Look, I’m aware that I’m approaching “elderly” status. I’m 52, and my favorite music is 1940’s big band swing. I get it it; I’m not the most modern of fellows.
Despite this glaring fact, I still feel I am pretty liberal with regards to my writing style. I start sentences – nay, paragraphs – with “and.” I use slang. I just finished a novel written from the POV of a 12-year-old, complete with contemporary girl-speak and everything. I’m by no means a stodgy grammarian who blanches every time someone forgets an Oxford comma.
But I do have a limit.
I hate how much our language – both spoken and written – has degraded to the lowest common denominator. There was a time when people wrote letters and cultivated a mastery of the English language. You see glimpses of it in historical dramas like Downton Abbey. Schools taught children to write well. This is no longer the case.
I read a rant today from a fellow writer, complaining how she had been reprimanded by her writing professor for offering respectful critiques of two of her peer’s work – the kind of friendly constructive criticism every serious writer embraces in order to grow as a writer. According to the professor’s methods, critiquing is prohibited and nobody is allowed to point out issues in a fellow student’s work to let them know what they should polish. Only positive feedback is permitted: “I like this because…” or “this flows nicely…” No feedback of any substance, nothing a writer could use to improve.
The professor is teaching that if you show your writing to others you’ll be rewarded with compliments. This is the same ethic that removes competition and “winning” from team sports, because losing will crush children’s fragile egos. That way they will be totally prepared when they go out into the real world and everything goes their way, like it does.
What do you get when you don’t teach the difference between good writing and bad writing? Or even speaking? Former Major League Baseball player Oscar Gamble is famous for dropping this gem during an interview a few years ago: “They don’t think it be like it is, but it do.”
Then there’s texting. I still like to write in complete sentences when I compose an e-mail or even a text. I realize I’m wildly out of fashion. I’m old, remember? But I truly believe the shortcuts people use in texts have completely overtaken writing and speech.

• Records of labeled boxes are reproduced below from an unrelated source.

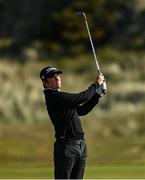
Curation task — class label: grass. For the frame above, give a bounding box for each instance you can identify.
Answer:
[0,123,145,179]
[0,164,145,179]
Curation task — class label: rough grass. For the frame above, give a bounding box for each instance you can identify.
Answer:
[0,164,145,179]
[0,123,145,178]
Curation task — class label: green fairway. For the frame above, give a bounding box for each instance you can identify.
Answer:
[0,165,145,179]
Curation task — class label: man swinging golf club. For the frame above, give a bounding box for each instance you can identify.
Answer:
[40,11,106,179]
[40,67,104,179]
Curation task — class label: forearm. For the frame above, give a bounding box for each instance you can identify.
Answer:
[76,93,101,116]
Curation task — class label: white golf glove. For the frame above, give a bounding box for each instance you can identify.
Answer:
[96,81,107,96]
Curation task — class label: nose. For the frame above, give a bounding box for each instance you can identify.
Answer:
[54,74,60,81]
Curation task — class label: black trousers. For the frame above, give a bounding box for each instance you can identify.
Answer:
[54,140,87,179]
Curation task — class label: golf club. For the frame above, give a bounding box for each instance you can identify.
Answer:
[76,12,107,94]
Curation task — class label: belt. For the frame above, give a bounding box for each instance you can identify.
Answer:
[56,138,85,145]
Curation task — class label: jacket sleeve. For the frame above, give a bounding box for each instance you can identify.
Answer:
[55,84,96,108]
[76,93,101,116]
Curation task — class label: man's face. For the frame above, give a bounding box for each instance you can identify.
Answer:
[48,74,61,89]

See, simply substituting letters for whole words (“CU” for “see you” or “LOL” for “laughing out loud”) wasn’t enough. Someone had to invent a whole group of little symbols (they’re called emojis); hearts and smily faces and hand gestures. So rather than take the enormous amount of time out of your day to actually spell out “I love you,” people can now show their devotion by texting just three characters: I (heart symbol) U. Because finding the little heart is so much quicker and more efficient than typing in four letters. And it really shows you care.
The other day somebody whom I respect as a writer posted a comment in a writing forum which set my teeth on edge: “I heart you.”

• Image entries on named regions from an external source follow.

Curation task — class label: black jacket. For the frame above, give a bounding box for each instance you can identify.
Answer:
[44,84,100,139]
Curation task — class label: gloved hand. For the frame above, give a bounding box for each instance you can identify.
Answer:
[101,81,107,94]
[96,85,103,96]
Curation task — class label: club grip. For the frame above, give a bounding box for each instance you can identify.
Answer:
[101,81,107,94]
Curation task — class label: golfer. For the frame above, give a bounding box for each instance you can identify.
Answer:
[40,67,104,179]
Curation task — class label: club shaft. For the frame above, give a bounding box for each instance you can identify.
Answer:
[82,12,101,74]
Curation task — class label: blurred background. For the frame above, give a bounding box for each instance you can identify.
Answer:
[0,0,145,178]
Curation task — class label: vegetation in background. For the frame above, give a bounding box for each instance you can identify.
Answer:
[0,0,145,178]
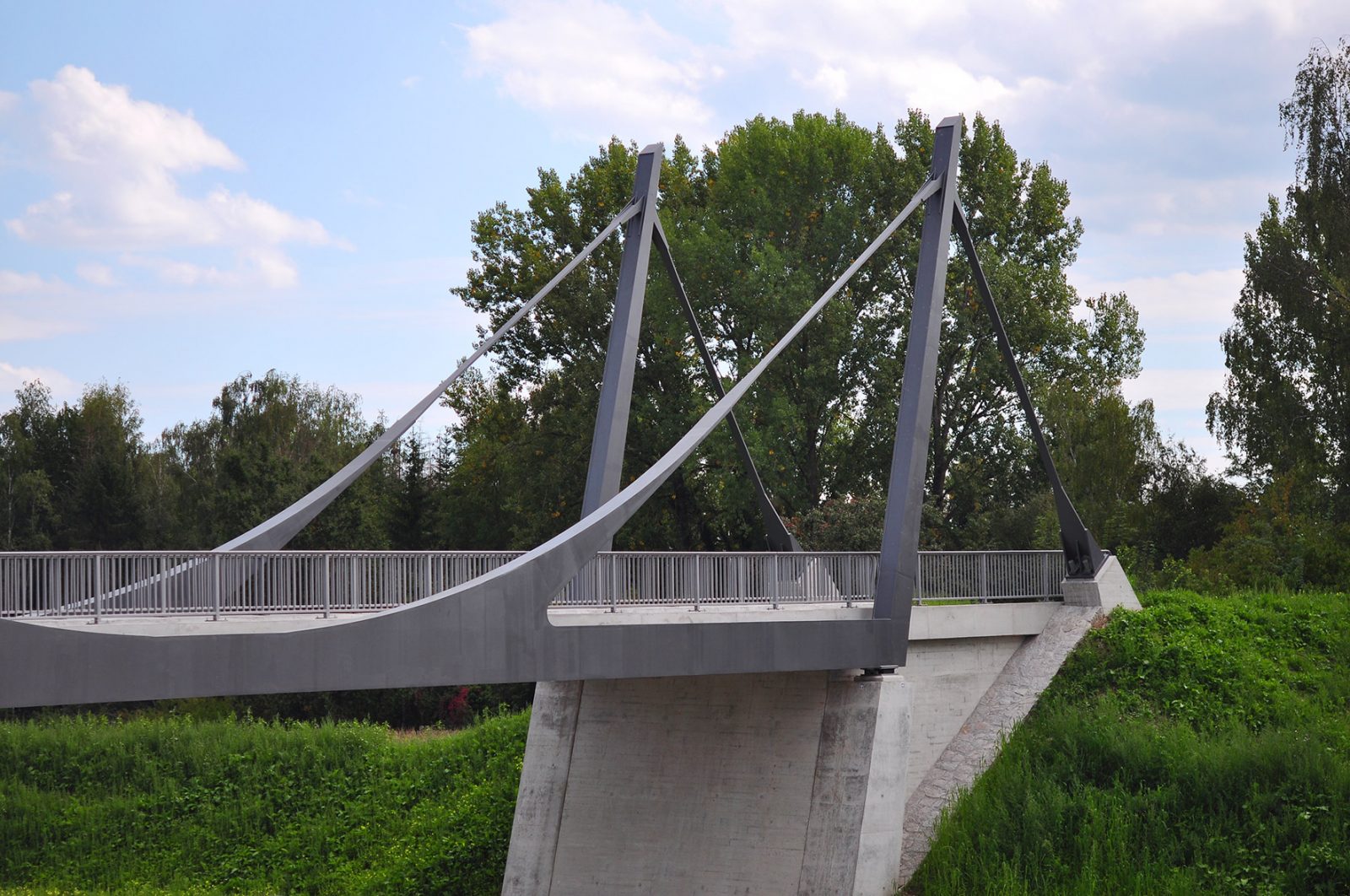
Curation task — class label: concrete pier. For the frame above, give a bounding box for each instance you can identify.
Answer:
[502,669,910,896]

There isn’t an emoji for a heart available on this forum (or in most e-mails, etc.), so people are now spelling out “heart” as a substitute for the symbol.
What? So now a five-letter word is being used as an abbreviation for a four-letter word?
I get that this person was being cute and stylistic, but this is not the first time I’ve seen this, and every time I do it makes me think the writer is just ignorant. So I asked, is this a thing, now?
Yes. Apparently this is a thing, now. Because reasons. Language evolves and I should just roll with it, even embrace it. But this wasn’t explained to me in English, precisely. The exact response was:
I heart linguistic evolution, and find this particular trend to be totes adorbs.
.
Where’s Duke Ellington when you need him?